The Cosmic Harp

For my final project for Mechanisms and Things that Move and Design Frontiers in Biology and Materiality, I would like to create a Cosmic Harp, as instrument that detects cosmic events and transforms them into music in real time.

High energy cosmic rays originating from the depths of outerspace bombard our planet’s atmosphere, producing particles that cascade to earth at relativistic speeds. One of the most abundant and energetic of such secondary cosmic particles is the muon.  Muons are unstable particles with lifetimes that should be too short to allow them to make it from the upper atmosphere to the Earth’s surface before decay.

However, because a muon originating from a high energy cosmic event travels at a speed approaching that of light as it descends to Earth, the effects of special relativity come into play.

From the viewpoint of the Earth, because of the muon’s speed: time “dialates”, the lifetime of the muon is extended, and the muon is able to reach the surface of the Earth. In fact, about 10,000 muons per a square meter, cascade to Earth every minute.

Muon Detectors

There are many ways to detect muons: cloud chambers, scintillators,… To the left is the muon detector (spectrometer) used to detect the muons created by the high energy proton annihilation for ATLAS at the LHC.

For my Design Frontiers in Biology and Materiality midterm, I investigated ways to make a, comparably, affordable muon detector. The muon detection I am most familiar with, uses a plastic scintillator. When a high energy particle hits the “scintillating” material, light is emitted.  A photomultiplier tube, utilizing the photoelectric effect, detects the photon and transmits a signal. To eliminate noise, two scintillator setups are used and the event is only recorded if there is a simultaneous hit.

Making a scintillator set up affordable requires either scrounging physics department junk or some freakishly good luck on ebay to acquire the most expensive parts: the appropriate and functioning photomultiplier tubes and their bases.  Even if these parts were readily available, the use of such a detector to create a varying or compelling sound output (other than single note percussion) is limited. And, creating more than one of such a set up, would be extraordinarily expensive.

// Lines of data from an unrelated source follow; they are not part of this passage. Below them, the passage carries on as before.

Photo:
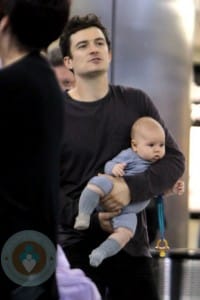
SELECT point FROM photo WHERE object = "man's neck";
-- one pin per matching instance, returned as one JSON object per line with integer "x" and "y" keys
{"x": 90, "y": 90}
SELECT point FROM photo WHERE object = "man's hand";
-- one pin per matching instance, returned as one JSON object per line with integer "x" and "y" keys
{"x": 118, "y": 197}
{"x": 105, "y": 220}
{"x": 177, "y": 189}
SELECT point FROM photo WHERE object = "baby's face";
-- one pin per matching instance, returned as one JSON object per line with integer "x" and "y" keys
{"x": 150, "y": 147}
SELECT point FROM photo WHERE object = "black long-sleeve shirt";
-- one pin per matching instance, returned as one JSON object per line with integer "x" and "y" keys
{"x": 31, "y": 124}
{"x": 94, "y": 133}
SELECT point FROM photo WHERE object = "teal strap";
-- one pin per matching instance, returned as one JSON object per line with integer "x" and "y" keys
{"x": 161, "y": 215}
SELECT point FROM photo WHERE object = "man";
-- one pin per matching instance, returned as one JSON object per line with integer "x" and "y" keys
{"x": 98, "y": 119}
{"x": 64, "y": 76}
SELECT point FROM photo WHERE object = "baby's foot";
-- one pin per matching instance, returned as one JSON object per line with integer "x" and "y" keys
{"x": 82, "y": 222}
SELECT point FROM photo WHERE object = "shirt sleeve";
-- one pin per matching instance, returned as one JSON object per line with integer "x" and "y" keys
{"x": 73, "y": 283}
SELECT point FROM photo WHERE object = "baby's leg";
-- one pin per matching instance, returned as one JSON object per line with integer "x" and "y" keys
{"x": 97, "y": 187}
{"x": 111, "y": 246}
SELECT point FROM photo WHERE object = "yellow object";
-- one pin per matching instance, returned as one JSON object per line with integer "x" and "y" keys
{"x": 162, "y": 246}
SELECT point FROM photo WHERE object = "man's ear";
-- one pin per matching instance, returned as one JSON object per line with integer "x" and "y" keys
{"x": 4, "y": 23}
{"x": 68, "y": 62}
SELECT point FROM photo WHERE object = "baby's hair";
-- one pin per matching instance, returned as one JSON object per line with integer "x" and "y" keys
{"x": 144, "y": 123}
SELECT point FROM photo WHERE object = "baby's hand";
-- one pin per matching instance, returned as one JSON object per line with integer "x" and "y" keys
{"x": 118, "y": 169}
{"x": 179, "y": 187}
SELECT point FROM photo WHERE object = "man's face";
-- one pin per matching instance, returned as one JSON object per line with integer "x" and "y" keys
{"x": 65, "y": 77}
{"x": 90, "y": 53}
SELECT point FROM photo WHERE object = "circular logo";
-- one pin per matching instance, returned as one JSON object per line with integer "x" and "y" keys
{"x": 28, "y": 258}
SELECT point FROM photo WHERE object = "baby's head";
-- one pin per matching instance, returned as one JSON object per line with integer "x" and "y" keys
{"x": 148, "y": 139}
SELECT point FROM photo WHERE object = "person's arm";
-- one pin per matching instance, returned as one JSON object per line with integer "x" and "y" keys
{"x": 73, "y": 283}
{"x": 160, "y": 176}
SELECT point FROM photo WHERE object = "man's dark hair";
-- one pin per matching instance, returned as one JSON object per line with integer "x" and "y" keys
{"x": 36, "y": 23}
{"x": 54, "y": 57}
{"x": 77, "y": 23}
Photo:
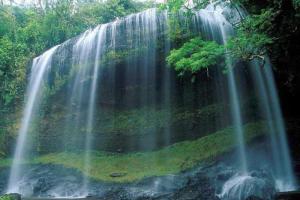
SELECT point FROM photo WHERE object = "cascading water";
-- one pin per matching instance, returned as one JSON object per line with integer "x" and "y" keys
{"x": 38, "y": 75}
{"x": 98, "y": 84}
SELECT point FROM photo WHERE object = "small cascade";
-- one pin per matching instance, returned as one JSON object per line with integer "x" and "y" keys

I scratched the scintillator idea and investigated other muon detecting contraptions and have (at least temporarily) decided to use Geiger tubes as they are cheap and easy to acquire. In a Geiger Tube, there is a strong electric field created by a voltage difference between two electrodes on either side of the tube.  The tube is filled with gas that is ionized when a radioactive particle passes through. The result is a pulse that can be detected with monitoring equipment. As in the case of the scintillator set up, in order to make sure the radioactive particle detected is a muon, two Geiger tubes are stacked vertically and a count is only made if there is a coincidence.

Simple One-Stringed “Harp” Mechanism (first iteration)

With the limited amount of time before final presentation time, I thought I’d focus first on completing a simplified version of this concept: connecting a single detector to a single string and testing it’s rate on the ITP floor.